Phipps says the landlord only started to work on repairs around the building once tenants got ahold of media a month ago. However, a new problem arose.
“They’ve gone about it in a way that has continued to put tenants health at risk, and not communicated properly with tenants, and had taken a retaliatory action against tenants efforts to speak out,” he says.
“The most recent example of this was locking out tenants from their suites, where they’re doing repairs. So a number of tenants have been given temporary housing, either at hotels in downtown Vancouver … or in other few places in the neighbourhood. But people still have the majority of their stuff … their suites. They’re still paying rent on those suites… At the end of this week, tenants found out that the locks had been changed for their suites … In other cases, they locked off whole parts of the second floor of the building. And so tenants are unable to access their stuff.”
According to Phipps, most of the building is made up of low-income people, people of colour and recent immigrants. He thinks the landlord has been actively exploiting them by pressuring them to sign new leases to move out from the building for future development plans.
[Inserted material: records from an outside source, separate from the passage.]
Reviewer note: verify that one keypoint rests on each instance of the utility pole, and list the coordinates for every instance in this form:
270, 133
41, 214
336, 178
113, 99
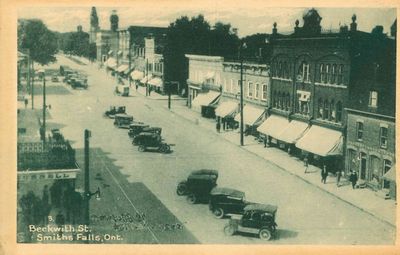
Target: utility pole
241, 94
87, 187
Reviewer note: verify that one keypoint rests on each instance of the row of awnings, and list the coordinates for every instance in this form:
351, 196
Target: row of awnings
315, 139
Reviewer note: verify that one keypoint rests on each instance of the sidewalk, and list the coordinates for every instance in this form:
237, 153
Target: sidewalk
364, 199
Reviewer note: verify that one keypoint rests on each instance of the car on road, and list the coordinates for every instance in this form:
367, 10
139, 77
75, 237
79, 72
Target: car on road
224, 201
123, 120
114, 110
151, 141
198, 185
257, 219
136, 128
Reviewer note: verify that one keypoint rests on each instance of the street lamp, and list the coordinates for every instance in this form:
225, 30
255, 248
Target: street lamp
43, 131
242, 46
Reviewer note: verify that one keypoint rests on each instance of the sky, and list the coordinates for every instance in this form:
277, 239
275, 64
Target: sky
249, 19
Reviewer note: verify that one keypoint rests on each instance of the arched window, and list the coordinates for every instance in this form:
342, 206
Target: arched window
332, 111
326, 110
321, 73
334, 74
320, 109
339, 111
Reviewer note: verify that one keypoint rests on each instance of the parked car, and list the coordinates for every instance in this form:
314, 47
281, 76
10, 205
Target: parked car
115, 110
225, 201
123, 120
198, 185
257, 219
139, 138
136, 128
153, 142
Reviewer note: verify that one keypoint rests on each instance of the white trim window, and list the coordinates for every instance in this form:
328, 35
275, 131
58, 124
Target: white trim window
373, 99
256, 90
250, 89
264, 92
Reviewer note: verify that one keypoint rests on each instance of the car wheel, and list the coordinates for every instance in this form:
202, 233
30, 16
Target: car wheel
218, 213
181, 189
229, 230
191, 199
265, 234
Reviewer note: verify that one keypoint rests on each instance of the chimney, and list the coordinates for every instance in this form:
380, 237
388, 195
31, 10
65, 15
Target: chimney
353, 25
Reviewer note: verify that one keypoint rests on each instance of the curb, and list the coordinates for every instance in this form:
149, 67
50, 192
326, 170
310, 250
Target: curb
293, 174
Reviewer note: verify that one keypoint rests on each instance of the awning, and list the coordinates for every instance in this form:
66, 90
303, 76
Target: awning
205, 99
122, 68
137, 75
111, 63
294, 131
226, 108
156, 82
321, 141
273, 126
251, 115
391, 174
146, 79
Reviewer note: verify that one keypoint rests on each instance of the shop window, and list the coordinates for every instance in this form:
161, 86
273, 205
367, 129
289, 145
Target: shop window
322, 73
373, 99
320, 109
383, 134
264, 92
340, 74
360, 130
387, 164
339, 111
256, 90
376, 170
250, 89
326, 110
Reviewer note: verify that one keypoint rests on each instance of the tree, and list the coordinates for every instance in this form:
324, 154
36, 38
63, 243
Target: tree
41, 42
195, 36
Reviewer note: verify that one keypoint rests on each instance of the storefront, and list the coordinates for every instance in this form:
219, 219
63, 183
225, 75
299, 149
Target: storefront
322, 146
252, 118
206, 103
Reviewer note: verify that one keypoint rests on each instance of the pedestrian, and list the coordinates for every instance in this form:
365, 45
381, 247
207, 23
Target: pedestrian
218, 126
324, 174
353, 179
305, 161
338, 176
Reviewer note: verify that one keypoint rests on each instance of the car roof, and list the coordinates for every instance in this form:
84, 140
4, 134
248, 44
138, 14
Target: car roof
204, 172
227, 192
261, 207
123, 115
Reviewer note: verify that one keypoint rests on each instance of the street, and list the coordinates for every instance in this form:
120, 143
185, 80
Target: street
306, 215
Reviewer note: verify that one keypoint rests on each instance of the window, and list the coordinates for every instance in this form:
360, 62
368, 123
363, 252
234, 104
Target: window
328, 75
383, 134
360, 130
339, 111
322, 73
256, 91
264, 92
340, 74
373, 99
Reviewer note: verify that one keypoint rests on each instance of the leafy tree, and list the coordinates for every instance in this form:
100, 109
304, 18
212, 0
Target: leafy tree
195, 36
41, 42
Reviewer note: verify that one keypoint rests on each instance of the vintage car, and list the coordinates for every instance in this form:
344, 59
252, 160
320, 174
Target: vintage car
136, 128
225, 201
114, 110
198, 185
123, 120
257, 219
151, 141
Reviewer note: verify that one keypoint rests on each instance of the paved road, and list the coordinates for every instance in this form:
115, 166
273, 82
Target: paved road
306, 215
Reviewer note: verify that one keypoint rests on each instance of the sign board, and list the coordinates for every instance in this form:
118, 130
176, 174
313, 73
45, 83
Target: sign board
57, 174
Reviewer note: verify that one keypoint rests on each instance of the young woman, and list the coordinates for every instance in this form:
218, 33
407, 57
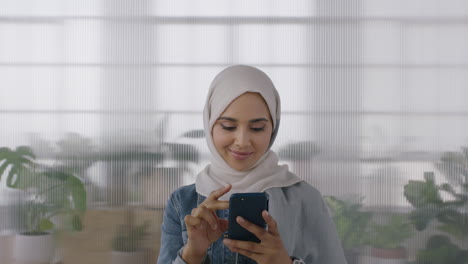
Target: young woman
241, 121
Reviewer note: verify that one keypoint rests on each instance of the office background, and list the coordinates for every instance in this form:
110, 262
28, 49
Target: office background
374, 95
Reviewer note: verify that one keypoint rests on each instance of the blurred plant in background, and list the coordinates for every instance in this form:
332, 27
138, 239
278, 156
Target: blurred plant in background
445, 203
49, 191
351, 224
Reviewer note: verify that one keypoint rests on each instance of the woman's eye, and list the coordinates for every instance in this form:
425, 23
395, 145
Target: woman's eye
257, 129
229, 128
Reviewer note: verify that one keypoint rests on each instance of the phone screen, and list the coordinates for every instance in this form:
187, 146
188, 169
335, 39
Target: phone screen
250, 207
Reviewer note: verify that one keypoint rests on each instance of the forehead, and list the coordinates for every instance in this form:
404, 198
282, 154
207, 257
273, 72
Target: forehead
248, 105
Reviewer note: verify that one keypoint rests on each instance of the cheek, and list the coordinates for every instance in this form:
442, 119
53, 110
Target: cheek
262, 142
220, 139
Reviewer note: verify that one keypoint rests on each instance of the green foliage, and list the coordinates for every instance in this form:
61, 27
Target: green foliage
17, 161
130, 238
51, 192
450, 213
390, 235
351, 223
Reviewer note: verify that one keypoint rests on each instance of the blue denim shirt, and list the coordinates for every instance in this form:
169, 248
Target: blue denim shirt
304, 223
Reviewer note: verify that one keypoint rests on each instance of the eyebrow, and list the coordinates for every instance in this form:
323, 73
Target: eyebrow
256, 120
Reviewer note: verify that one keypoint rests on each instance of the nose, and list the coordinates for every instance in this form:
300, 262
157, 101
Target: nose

“[They are] really working to create a climate of fear in the building.”
Phipps adds the City of Burnaby’s rezoning policies has also impacted tenants but to the redevelopment plan of Metrotown.
“Since developers are buying up these buildings, not to rent long term, but to eventually tear down and build condos. So there’s no real incentive for them to do any repairs, they plan on tearing the building down anyway or that’s kind of what they hope … and they have incentive to get people to leave early.”
Phipps explains if developers run the building into the ground by “making it just sort of a miserable place to live,” it encourages people to leave so landlords don’t need to rehouse or compensate tenants.
“I think what’s going on in the building is, is terrible and I think Peterson should be ashamed of what they’re doing to tenants,” he says. “Also, I think it needs to be seen into the bigger picture of what’s going on around housing in Burnaby. In the city of Burnaby, his own housing policies.”
Meantime, the landlord-developer has issued a statement saying they are abiding by all Residential tenancy branch regulations.
“Restoration work at 6659 Dow, including ceiling and unit repairs, is taking longer than anticipated, and understandably, it is proving to a stressful situation for tenants,” it reads.
“Access to the work site and several suites had to be temporarily restricted during these repairs to ensure tenant safety. The management team is attempting to work with tenants on an individual basis to best respond to their specific needs, and that is on-going.”
The spokesperson for Peterson also says tenants are being taken care of.
“The management team has attempted to be both proactive and reactive in their communication and arrangements with tenants, including the provision of temporary housing within the Dow Avenue complex. The management team has provided written up-dates to tenants on repairs, the desire to work individually with tenants to address their specific needs, creation of a communication hotline, and access to information on the rights of tenants during this process and going forward.”